By teaching people about sustainable farming methods, Jones’ goal is to show them to worship the creator rather than the creation and to
give them time to focus
on the gospel.

“[Agriculture] gives empowerment and independence to build the church,” Jones said. 

Jones appreciates the personal training she has received from Cedarville faculty, and especially
Dr. Mark Gathany, a
biology professor.

“Learning underneath him of different ways we can participate in creation care, different ways that we can use creation care for ministry has been one of the biggest factors [in my education],” Jones said. 

Jones’ internships have also prepared her for both agricultural and missions work. A few summers ago, she received an opportunity to work in watershed management in northern Indiana. This job taught her how to build relationships between different groups of people as she worked with the government and the farmers. 
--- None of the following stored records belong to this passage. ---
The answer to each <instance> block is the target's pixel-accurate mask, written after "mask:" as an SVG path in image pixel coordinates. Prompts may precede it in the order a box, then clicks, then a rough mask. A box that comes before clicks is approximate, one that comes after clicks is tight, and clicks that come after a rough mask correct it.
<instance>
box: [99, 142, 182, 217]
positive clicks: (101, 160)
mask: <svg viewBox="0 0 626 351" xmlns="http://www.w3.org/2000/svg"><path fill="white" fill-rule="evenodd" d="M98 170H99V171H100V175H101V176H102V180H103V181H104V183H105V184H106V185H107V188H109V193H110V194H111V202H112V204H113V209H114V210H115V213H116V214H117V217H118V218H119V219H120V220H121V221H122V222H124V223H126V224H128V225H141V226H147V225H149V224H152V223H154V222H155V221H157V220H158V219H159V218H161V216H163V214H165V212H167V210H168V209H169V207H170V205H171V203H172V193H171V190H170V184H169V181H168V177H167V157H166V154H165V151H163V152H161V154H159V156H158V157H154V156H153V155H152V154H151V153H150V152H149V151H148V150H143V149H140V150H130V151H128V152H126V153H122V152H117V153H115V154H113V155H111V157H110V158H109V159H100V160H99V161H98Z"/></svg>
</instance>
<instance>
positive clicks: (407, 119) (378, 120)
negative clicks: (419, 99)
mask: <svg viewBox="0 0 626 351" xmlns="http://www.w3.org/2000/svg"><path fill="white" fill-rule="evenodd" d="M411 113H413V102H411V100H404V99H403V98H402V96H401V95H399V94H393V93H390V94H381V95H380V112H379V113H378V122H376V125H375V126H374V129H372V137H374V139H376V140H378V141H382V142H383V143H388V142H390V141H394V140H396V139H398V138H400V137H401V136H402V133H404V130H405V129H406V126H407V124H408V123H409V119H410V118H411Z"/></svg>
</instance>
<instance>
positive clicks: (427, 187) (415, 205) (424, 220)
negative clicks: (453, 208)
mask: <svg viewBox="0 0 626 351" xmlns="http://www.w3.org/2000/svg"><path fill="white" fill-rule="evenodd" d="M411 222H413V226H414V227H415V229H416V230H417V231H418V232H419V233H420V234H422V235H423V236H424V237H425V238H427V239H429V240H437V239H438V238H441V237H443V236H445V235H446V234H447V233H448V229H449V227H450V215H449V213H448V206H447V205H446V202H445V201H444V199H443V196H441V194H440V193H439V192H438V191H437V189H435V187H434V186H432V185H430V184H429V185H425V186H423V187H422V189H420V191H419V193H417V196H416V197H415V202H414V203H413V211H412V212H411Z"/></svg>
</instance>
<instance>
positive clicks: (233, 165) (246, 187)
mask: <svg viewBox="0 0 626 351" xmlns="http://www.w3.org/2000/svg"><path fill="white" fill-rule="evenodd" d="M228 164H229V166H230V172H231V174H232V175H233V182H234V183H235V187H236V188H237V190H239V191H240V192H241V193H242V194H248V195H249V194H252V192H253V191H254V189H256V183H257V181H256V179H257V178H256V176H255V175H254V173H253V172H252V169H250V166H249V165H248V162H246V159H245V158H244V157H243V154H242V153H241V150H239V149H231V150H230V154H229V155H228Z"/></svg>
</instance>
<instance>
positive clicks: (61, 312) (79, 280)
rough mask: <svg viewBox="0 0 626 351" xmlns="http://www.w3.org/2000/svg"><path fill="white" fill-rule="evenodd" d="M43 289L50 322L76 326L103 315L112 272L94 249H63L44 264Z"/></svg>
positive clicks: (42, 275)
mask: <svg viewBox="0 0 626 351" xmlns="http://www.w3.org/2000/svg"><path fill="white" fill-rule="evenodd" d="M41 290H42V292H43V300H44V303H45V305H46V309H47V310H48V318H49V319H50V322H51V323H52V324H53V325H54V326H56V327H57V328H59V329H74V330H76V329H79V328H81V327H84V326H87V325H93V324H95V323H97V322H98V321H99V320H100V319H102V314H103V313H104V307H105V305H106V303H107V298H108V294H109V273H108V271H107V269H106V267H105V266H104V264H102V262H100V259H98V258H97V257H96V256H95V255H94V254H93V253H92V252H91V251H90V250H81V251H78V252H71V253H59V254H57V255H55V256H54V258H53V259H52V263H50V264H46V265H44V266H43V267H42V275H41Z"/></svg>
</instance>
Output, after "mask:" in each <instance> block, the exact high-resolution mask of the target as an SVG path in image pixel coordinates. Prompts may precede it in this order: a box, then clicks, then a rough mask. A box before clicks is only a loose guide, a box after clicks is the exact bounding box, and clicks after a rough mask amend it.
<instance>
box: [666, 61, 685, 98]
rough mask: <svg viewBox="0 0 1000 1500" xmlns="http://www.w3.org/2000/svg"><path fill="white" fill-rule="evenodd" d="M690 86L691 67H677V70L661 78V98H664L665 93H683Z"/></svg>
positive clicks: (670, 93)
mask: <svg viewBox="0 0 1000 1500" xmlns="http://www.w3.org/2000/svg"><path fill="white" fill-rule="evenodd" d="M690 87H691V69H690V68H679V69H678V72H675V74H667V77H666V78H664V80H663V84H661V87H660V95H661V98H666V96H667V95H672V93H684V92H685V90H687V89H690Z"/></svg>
As Jones readies herself to face the challenges of the mission field, she knows that she must trust God to provide for her. 

“When we decide that it’s difficult instead of deciding that God’s made a path for it, we make it more difficult,” Jones said. 

These seniors’ time at Cedarville has equipped them to face whatever they encounter next. They walk forward, trusting the Lord with the plans that he has for their lives. 

*This student’s name was changed due to safety in her future missions work.

Megan Deets is a freshman Professional Writing and Information Design student. Some of the things that she loves are new notebooks, fresh fruit and musicals.